I had not the heart to tell her that it was my father. I could never have found the heart to do so. But at that moment he disclosed his identity by reappearing in the street—gun in hand and a yell in his throat.
Again he careened past the hotel, the crowd falling back dismayed—and as I stood there, the picture of embarrassment, if nothing more, my wife edged close to the window and stared.
“Come back, Ellen, dear,” I said. “They say he’s very dangerous to people he does not like.”
That was an unfortunate slip. I had never before suggested that my father did not like my wife—certainly he had never intimated such a thing.
“Yee-ow-wow!” yelled my father, as he swung back toward his Blue Moose retreat and disappeared.
My wife hurriedly left the hotel in a flutter of Japanese coloring, and with a toss of bedroom headgear.

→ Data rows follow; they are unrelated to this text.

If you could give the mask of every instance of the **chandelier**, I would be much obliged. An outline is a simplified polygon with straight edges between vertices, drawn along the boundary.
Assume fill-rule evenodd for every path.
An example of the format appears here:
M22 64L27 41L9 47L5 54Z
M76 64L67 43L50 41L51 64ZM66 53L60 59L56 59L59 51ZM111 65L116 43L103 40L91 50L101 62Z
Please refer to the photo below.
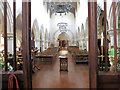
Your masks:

The crowd gasped, She was headed straight for the door of the Blue Moose. I followed—I have never permitted my wife to go where I would not go myself—and the crowd trailed along, nervously.
At the door of the Blue Moose saloon I paused, my heart beating with grave concern.
Imagine my feelings! My beloved wife, unappreciative of the danger attached to an eruption of twenty years of repressed pioneerial fervor, mindful only of the jeopardy of social standing, had flung herself headlong into the arms of Peril.
And my beloved father was Peril!
About me pressed the faces of the people, gray with apprehension, each head bent toward the door of the Blue Moose in a listening attitude.
Shortly I should have plunged through those doors regardless of consequences; shortly I should have rushed to my obvious duty.
From the interior of the Blue Moose arose a voice—a woman’s voice—the voice of Ellen, my wife.
The door suddenly flew open with a bang, scattering the crowd like frightened sheep. My wife appeared. In one hand she held a long cap-and-ball revolver. In the other she clasped the left ear of a meek old gentleman, who was very white as to face, and who rubbed his hands together nervously.
“At your time of life, too!” my wife was saying. “You ought to be ashamed of yourself, you silly old man!”
The crowd collected itself again, amazed, startled.
“Now, Elly—” quavered my father.
“Hush!” she ordered, in tones such as I never wish to hear again. “Not another word, you ridiculous old man!”
And up the street, now teeming with an astounded multitude, she led the recently howling wolf and snake in the grass, while I, who seemed destined always to be in the rear of the procession, followed, still harassed by emotion.
“I’m going to lock you up in a closet until the next train leaves,” my wife was saying. “You—”
“Don’t lose my gun, Elly,” my father exhorted humbly. “It’s the one with the notches on it.”
A little boy, perhaps ten years of age, was running along beside them, whooping shrilly.
“Here, boy!” said Ellen, pushing the famous revolver into the youngster’s hands. “Here’s a nice plaything for you!”
“And now, ladies and gentlemen,’ said my wife, in closing her brief remarks at the dedication of the museum, “it is with a feeling of deepest reverence toward the wonderful men of that early period, and to those equally wonderful men who came at a later day to develop and perpetuate the path of progress that we dedicate this small monument in the hope that it will ever keep green the memory of the Spanish explorers and the American Pioneer!”
I have a high regard for my father as a Pioneer, which is not shared by my wife, Ellen.